This says 16 lots of loads of uint64x2_t...

> +    for (i = 0; i < len; i += BUFFER_FIND_NONZERO_OFFSET_UNROLL_FACTOR_NEON) {
> +        qword0 = NEON_LOAD_N_ORR(data[i], data[i + 2]);
> +        qword1 = NEON_LOAD_N_ORR(data[i + 4], data[i + 6]);
> +        qword2 = NEON_LOAD_N_ORR(data[i + 8], data[i + 10]);
> +        qword3 = NEON_LOAD_N_ORR(data[i + 12], data[i + 14]);
> +        qword4 = NEON_ORR(qword0, qword1);
> +        qword5 = NEON_ORR(qword2, qword3);
> +        qword6 = NEON_ORR(qword4, qword5);

...but the loop is only loading 8 lots of uint64x2_t.


thanks
-- PMM
Richard Henderson April 9, 2016, 10:45 p.m. UTC | #4
On 04/07/2016 02:58 AM, vijayak@caviumnetworks.com wrote:
> +#elif defined __aarch64__
> +#include "arm_neon.h"

A better test is __NEON__, which asserts that neon is available at compile time 
(which will be true basically always for aarch64), and then you don't need a 
runime test for neon.

You also get support for armv7 with neon.

> +#define NEON_VECTYPE               uint64x2_t
> +#define NEON_LOAD_N_ORR(v1, v2)    (vld1q_u64(&v1) | vld1q_u64(&v2))
> +#define NEON_ORR(v1, v2)           ((v1) | (v2))
> +#define NEON_NOT_EQ_ZERO(v1) \
> +        ((vgetq_lane_u64(v1, 0) != 0) || (vgetq_lane_u64(v1, 1) != 0))

FWIW, I think that vmaxvq_u32 would be a better reduction for aarch64. 
Extracting the individual lanes isn't as efficient as one would like.

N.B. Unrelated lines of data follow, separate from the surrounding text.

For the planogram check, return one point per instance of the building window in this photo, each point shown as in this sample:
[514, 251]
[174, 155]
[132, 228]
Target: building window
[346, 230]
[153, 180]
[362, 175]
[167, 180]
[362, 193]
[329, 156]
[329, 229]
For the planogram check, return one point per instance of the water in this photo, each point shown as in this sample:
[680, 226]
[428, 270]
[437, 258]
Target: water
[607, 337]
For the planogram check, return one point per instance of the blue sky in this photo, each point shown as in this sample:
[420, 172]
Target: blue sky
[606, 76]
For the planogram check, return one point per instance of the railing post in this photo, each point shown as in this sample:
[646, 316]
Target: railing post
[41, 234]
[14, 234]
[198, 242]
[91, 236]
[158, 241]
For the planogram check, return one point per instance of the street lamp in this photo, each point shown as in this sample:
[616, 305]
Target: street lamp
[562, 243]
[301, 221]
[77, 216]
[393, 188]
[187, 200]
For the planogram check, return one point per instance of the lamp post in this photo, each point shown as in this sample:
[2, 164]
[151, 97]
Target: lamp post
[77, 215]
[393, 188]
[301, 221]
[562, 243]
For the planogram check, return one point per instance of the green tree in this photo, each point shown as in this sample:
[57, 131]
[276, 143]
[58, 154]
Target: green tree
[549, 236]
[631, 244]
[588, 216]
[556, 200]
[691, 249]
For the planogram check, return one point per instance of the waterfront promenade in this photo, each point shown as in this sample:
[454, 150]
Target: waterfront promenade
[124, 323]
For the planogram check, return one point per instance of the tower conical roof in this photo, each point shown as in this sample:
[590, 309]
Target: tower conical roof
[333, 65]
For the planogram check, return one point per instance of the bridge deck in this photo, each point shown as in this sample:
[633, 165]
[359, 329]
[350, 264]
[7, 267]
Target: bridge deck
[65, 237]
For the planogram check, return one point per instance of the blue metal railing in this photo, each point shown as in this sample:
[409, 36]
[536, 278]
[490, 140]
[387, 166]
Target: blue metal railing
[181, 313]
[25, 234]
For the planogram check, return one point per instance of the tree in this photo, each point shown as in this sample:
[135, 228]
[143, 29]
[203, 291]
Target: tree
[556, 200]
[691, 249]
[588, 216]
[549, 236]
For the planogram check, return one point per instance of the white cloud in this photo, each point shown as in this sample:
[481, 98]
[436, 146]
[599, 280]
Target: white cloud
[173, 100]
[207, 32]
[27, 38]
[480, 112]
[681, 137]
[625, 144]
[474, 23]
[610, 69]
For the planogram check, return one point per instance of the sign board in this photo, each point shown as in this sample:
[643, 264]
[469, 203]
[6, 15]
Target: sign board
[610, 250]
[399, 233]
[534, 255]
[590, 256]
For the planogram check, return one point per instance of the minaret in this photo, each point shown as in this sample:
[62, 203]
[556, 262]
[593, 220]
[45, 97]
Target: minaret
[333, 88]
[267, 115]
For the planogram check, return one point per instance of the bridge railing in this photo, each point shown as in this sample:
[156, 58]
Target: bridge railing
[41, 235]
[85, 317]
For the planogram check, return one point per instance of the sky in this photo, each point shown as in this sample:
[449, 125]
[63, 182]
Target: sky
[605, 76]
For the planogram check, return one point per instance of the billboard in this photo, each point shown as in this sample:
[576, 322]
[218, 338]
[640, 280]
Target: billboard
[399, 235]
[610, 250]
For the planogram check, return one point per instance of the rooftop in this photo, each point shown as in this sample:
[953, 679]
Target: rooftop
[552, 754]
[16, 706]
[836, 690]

For armv7, folding via vget_lane_u64(vget_high_u64(v1) | vget_low_u64(v1), 0) 
is probably best.


r~
Peter Maydell April 11, 2016, 10:40 a.m. UTC | #5
On 9 April 2016 at 23:45, Richard Henderson <rth@twiddle.net> wrote:
> On 04/07/2016 02:58 AM, vijayak@caviumnetworks.com wrote:
>>
>> +#elif defined __aarch64__
>> +#include "arm_neon.h"
>
>
> A better test is __NEON__, which asserts that neon is available at compile
> time (which will be true basically always for aarch64), and then you don't
> need a runime test for neon.

You don't need a runtime test for neon on aarch64 anyway, because
it will always be present.

> You also get support for armv7 with neon.

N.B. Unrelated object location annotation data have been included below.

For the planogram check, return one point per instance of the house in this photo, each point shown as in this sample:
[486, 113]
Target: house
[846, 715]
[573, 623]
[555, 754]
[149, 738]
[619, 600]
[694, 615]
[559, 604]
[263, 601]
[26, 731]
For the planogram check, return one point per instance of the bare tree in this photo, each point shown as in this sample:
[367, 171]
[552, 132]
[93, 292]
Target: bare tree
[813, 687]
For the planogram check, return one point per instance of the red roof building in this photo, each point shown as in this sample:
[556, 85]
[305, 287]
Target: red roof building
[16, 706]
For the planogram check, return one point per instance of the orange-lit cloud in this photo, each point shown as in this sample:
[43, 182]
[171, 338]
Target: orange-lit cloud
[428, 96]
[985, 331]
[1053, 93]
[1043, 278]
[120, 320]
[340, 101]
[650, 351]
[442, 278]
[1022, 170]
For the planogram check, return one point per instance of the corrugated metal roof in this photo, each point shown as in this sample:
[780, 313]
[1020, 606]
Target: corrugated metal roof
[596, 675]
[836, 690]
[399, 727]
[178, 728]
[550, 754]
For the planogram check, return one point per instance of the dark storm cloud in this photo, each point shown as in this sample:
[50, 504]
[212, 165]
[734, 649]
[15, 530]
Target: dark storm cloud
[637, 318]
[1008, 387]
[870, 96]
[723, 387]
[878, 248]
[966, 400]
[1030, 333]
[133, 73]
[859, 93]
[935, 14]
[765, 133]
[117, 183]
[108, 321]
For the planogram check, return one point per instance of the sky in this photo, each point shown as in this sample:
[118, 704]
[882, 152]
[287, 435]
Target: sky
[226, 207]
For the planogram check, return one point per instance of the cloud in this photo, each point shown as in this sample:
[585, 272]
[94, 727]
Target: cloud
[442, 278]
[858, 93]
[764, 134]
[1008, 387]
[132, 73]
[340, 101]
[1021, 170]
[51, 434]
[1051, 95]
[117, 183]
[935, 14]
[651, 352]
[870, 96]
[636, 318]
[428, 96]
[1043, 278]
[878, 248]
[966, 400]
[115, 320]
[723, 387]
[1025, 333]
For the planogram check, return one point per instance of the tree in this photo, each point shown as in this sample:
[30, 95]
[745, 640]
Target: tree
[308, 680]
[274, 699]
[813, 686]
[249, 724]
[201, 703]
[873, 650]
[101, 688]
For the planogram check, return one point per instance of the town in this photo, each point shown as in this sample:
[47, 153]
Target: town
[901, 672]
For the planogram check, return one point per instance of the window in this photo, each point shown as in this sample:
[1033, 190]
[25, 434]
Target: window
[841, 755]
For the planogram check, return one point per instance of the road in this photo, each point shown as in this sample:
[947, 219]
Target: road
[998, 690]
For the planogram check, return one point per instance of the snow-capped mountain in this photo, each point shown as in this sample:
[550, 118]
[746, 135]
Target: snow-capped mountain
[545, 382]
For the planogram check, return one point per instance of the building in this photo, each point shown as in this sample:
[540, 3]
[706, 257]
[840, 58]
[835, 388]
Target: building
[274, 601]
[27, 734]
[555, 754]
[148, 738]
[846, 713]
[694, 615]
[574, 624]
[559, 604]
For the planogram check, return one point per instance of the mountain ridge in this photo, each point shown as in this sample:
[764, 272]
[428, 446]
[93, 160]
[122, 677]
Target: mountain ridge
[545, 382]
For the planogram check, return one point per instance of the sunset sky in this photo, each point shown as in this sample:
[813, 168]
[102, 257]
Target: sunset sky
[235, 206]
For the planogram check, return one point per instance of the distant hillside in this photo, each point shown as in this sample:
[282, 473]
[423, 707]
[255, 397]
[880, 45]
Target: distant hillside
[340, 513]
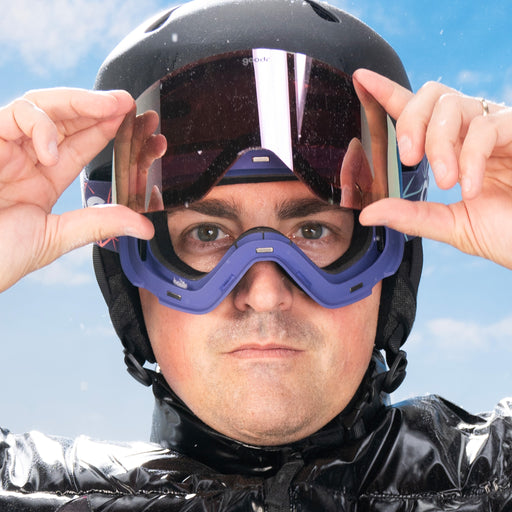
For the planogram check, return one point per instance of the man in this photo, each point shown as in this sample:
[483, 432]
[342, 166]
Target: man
[270, 394]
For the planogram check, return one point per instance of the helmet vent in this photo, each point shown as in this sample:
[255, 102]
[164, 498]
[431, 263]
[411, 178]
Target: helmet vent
[322, 11]
[159, 22]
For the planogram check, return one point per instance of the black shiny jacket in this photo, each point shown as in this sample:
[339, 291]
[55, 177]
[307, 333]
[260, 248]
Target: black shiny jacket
[422, 455]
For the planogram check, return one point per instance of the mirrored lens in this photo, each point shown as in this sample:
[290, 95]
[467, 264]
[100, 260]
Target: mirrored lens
[210, 114]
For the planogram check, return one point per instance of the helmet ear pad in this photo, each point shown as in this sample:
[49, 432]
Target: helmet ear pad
[398, 301]
[396, 313]
[123, 303]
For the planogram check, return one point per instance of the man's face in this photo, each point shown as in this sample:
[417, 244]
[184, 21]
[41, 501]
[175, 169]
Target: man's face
[269, 365]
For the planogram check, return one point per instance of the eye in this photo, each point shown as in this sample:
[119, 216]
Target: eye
[208, 233]
[311, 231]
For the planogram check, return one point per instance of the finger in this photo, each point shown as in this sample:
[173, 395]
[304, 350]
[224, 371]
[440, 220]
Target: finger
[392, 96]
[412, 112]
[416, 218]
[416, 117]
[487, 136]
[78, 150]
[81, 227]
[68, 103]
[21, 119]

But if you do care about armv7 then you do need a runtime test,
because the defacto standard compile options are for armhf which
has FP but doesn't assume Neon.

Personally I think we should not worry about armv7 here, because
it's not actually a likely virtualization server platform, and
we shouldn't include code in QEMU we're not even compile testing.
So I think __aarch64__ here is fine.

thanks
-- PMM

Patch
diff mbox

diff --git a/util/cutils.c b/util/cutils.c
index 43d1afb..bb61c91 100644
--- a/util/cutils.c
+++ b/util/cutils.c
@@ -352,6 +352,80 @@  static void *can_use_buffer_find_nonzero_offset_ifunc(void)
     return func;
 }
 #pragma GCC pop_options
+
+#elif defined __aarch64__
+#include "arm_neon.h"
+
+#define NEON_VECTYPE               uint64x2_t
+#define NEON_LOAD_N_ORR(v1, v2)    (vld1q_u64(&v1) | vld1q_u64(&v2))
+#define NEON_ORR(v1, v2)           ((v1) | (v2))
+#define NEON_NOT_EQ_ZERO(v1) \
+        ((vgetq_lane_u64(v1, 0) != 0) || (vgetq_lane_u64(v1, 1) != 0))
+
+#define BUFFER_FIND_NONZERO_OFFSET_UNROLL_FACTOR_NEON 16
+
+/*
+ * Zero page/buffer checking using SIMD(Neon)
+ */
+
+static bool
+can_use_buffer_find_nonzero_offset_neon(const void *buf, size_t len)
+{
+    return (len % (BUFFER_FIND_NONZERO_OFFSET_UNROLL_FACTOR_NEON
+                   * sizeof(NEON_VECTYPE)) == 0
+            && ((uintptr_t) buf) % sizeof(NEON_VECTYPE) == 0);
+}
+
+static size_t buffer_find_nonzero_offset_neon(const void *buf, size_t len)
+{
+    size_t i;
+    NEON_VECTYPE qword0, qword1, qword2, qword3, qword4, qword5, qword6;
+    uint64_t const *data = buf;
+
+    if (!len) {
+        return 0;
+    }
+
+    assert(can_use_buffer_find_nonzero_offset_neon(buf, len));
+    len /= sizeof(unsigned long);
+
+    for (i = 0; i < len; i += BUFFER_FIND_NONZERO_OFFSET_UNROLL_FACTOR_NEON) {
+        qword0 = NEON_LOAD_N_ORR(data[i], data[i + 2]);
+        qword1 = NEON_LOAD_N_ORR(data[i + 4], data[i + 6]);
+        qword2 = NEON_LOAD_N_ORR(data[i + 8], data[i + 10]);
+        qword3 = NEON_LOAD_N_ORR(data[i + 12], data[i + 14]);
+        qword4 = NEON_ORR(qword0, qword1);
+        qword5 = NEON_ORR(qword2, qword3);
+        qword6 = NEON_ORR(qword4, qword5);
+
+        if (NEON_NOT_EQ_ZERO(qword6)) {
+            break;
+        }
+    }
+
+    return i * sizeof(unsigned long);
+}
+
+static inline bool neon_support(void)
+{
+    /*
+     * Check if neon feature is supported.
+     * By default neon is supported for aarch64.
+     */
+    return true;
+}
+
+bool can_use_buffer_find_nonzero_offset(const void *buf, size_t len)
+{
+    return neon_support() ? can_use_buffer_find_nonzero_offset_neon(buf, len) :
+           can_use_buffer_find_nonzero_offset_inner(buf, len);
+}
+
+size_t buffer_find_nonzero_offset(const void *buf, size_t len)
+{
+    return neon_support() ? buffer_find_nonzero_offset_neon(buf, len) :
+           buffer_find_nonzero_offset_inner(buf, len);
+}
 #else
 bool can_use_buffer_find_nonzero_offset(const void *buf, size_t len)
 {